« La directrice de la Banque Centrale Russe est-elle un “agent étranger hostile” qui sabote délibérément l’économie russe ? »
Une interview de l’économiste Paul Craig Roberts
Mike Whitney et Paul Craig Roberts – The Unz Review – 15.3.2022
Traduction : c.l. pour L.G.O.
« Nous pourrions complètement compenser les conséquences négatives des sanctions financières, si la Banque de Russie remplissait son devoir constitutionnel de garantir un taux de change stable du rouble, au lieu de suivre les recommandations des organisations financières de Washington… C’est la connivence de la Banque Centrale qui a fait que la Russie et son industrie ont été vidées de leur sang et incapables de se développer ». Sergueï Glazyev, économiste et auteur russe.
« On peut se demander pourquoi la Russie n’a pris aucune de ces mesures qui entraîneraient des cris d’agonie instantanés de la part de l’imbécile Occident et la fin immédiate de toutes les « sanctions » et de la propagande russophobe. La Russie peut dicter les conditions. Pourquoi renonce-t-elle à ce pouvoir ? » Paul Craig Roberts
Question 1/ Êtes-vous d’accord avec l’idée que les sanctions prises par Washington à l’encontre de la Russie ont pour but de mettre le pays à genoux, de l’éliminer en tant que concurrent des États-Unis en Asie centrale et de forcer Poutine à quitter le pouvoir ?

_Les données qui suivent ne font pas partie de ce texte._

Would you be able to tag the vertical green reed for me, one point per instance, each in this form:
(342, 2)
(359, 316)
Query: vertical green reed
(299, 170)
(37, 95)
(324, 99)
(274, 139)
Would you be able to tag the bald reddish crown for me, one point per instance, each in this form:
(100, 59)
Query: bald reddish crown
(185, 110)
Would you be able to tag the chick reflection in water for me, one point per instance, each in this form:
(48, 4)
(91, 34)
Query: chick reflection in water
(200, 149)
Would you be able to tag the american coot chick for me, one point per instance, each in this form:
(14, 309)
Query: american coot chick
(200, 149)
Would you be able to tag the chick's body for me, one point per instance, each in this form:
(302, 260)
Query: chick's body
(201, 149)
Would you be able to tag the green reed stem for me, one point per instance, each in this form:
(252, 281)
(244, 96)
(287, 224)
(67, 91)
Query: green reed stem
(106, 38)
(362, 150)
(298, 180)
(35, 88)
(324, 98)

Paul Craig Roberts – C’est possible. Washington est assez stupide pour le penser. Pour que les sanctions aient des effets délétères sur la Russie, il faut que celle-ci prenne de mauvaises décisions, comme celles que prend la Banque Centrale Russe. L’Occident n’a rien dont la Russie ait besoin, en revanche les pays occidentaux sont extrêmement dépendants de l’énergie et des minéraux russes. La Russie pourrait répondre aux sanctions par des contre-sanctions, comme en coupant le pétrole, le gaz naturel et les minéraux par exemple. L’Occident ne tarderait pas à demander grâce et à accepter tout ce que la Russie exigerait.
La Russie est incapable d’utiliser le vaste pouvoir qu’elle possède sur l’Occident, parce que les économistes russes et la Banque Centrale ont subi un lavage de cerveau de la part des économistes néolibéraux américains, selon lesquels la Russie a besoin de devises étrangères pour se développer. C’est une incroyable absurdité, comme je l’ai démontré dans ma récente chronique…

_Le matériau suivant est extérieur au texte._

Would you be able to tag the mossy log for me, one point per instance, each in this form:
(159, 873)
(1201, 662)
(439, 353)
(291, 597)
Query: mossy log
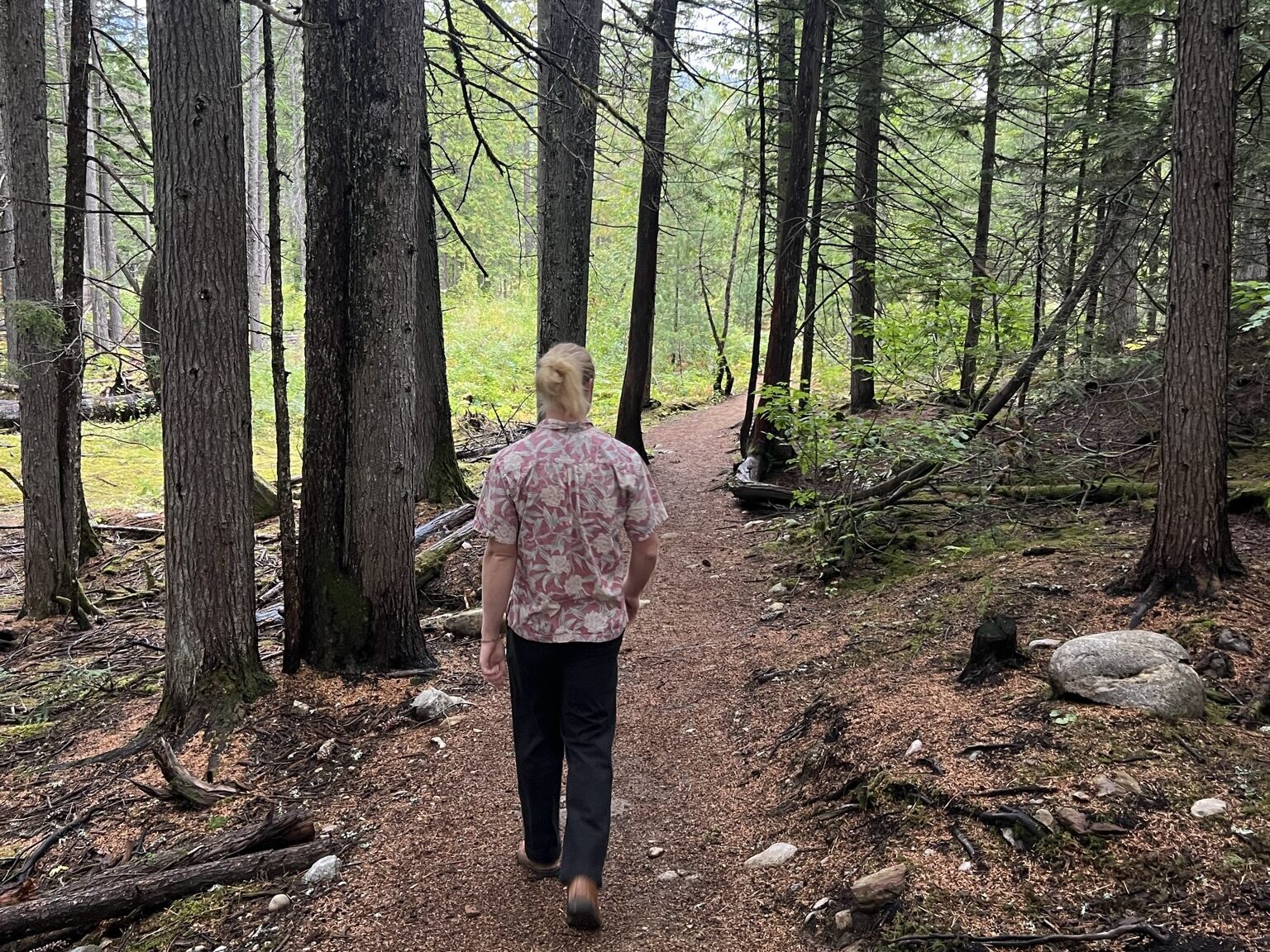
(122, 407)
(265, 499)
(113, 897)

En effet, Michael Hudson et moi-même l’avons expliqué aux Russes un certain nombre de fois. Si vous pensez que votre destin dépend des devises étrangères, vous continuez à maintenir votre ennemi en vie en lui vendant vos actifs stratégiques.

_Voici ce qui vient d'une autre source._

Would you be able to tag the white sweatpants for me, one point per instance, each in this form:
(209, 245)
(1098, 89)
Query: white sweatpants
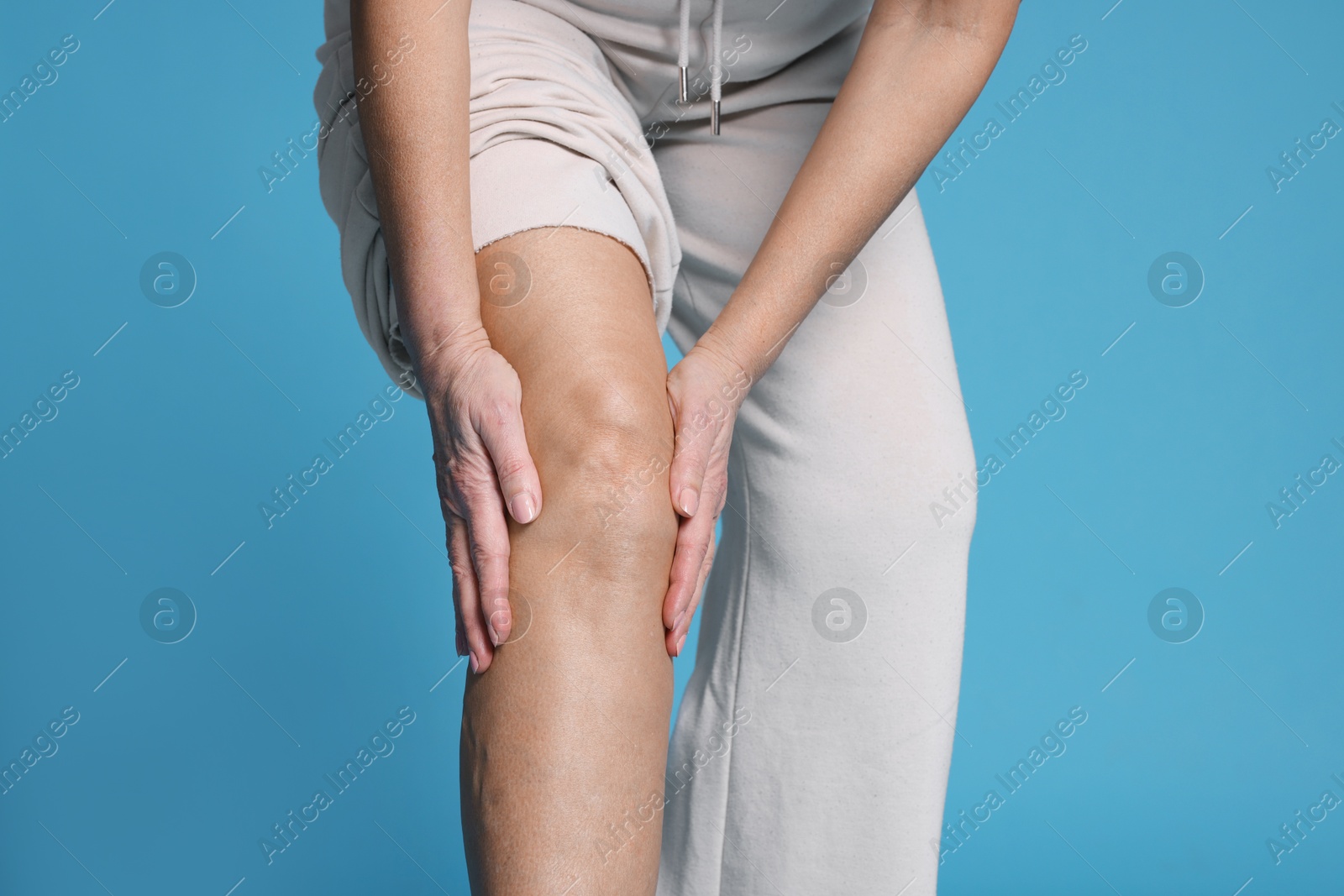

Ce que je pense que Washington fait en réalité, c’est profiter de la lenteur voulue de la guerre du Kremlin, qui essaie de minimiser au maximum les pertes civiles. C’est ce qui donne à Washington le temps de mener une campagne psychologique (« psyops ») pour renforcer la haine de la Russie dans le monde occidental et dans toute autre partie du monde soumise aux médias occidentaux. Fondamentalement, il s’agit d’un effort visant à maintenir le contrôle de Washington sur l’Europe, à empêcher toute négociation européenne avec la Russie. Washington, avec l’aide des médias prostitués (« presstitutes »), réussit à ostraciser complètement la Russie et la met hors d’atteinte de toute possible interaction européenne.
En fait, c’est dans l’intérêt de la Russie parce que cela permet de vaincre la Cinquième Colonne russe, les « Intégrationnistes Atlantistes » qui sont prêts à sacrifier la souveraineté russe au mondialisme pour faire partie de l’Occident.
Une fois que la Russie sera interdite aux capitaux étrangers, la Banque Centrale Russe devra faire son travail et financer le développement interne de la Russie. Les investissements étrangers en Russie ne servent qu’à appauvrir le pays, puisque les bénéfices sont rapatriés à l’étranger, donc sortis du pays. À vrai dire, les sanctions et les saisies des dépôts de banques russes sont une excellente raison pour la Russie de reprendre la propriété de ses propres ressources en nationalisant tous les investissements étrangers en Russie. Il n’est pas sûr que le Kremlin soit assez sophistiqué pour comprendre cela.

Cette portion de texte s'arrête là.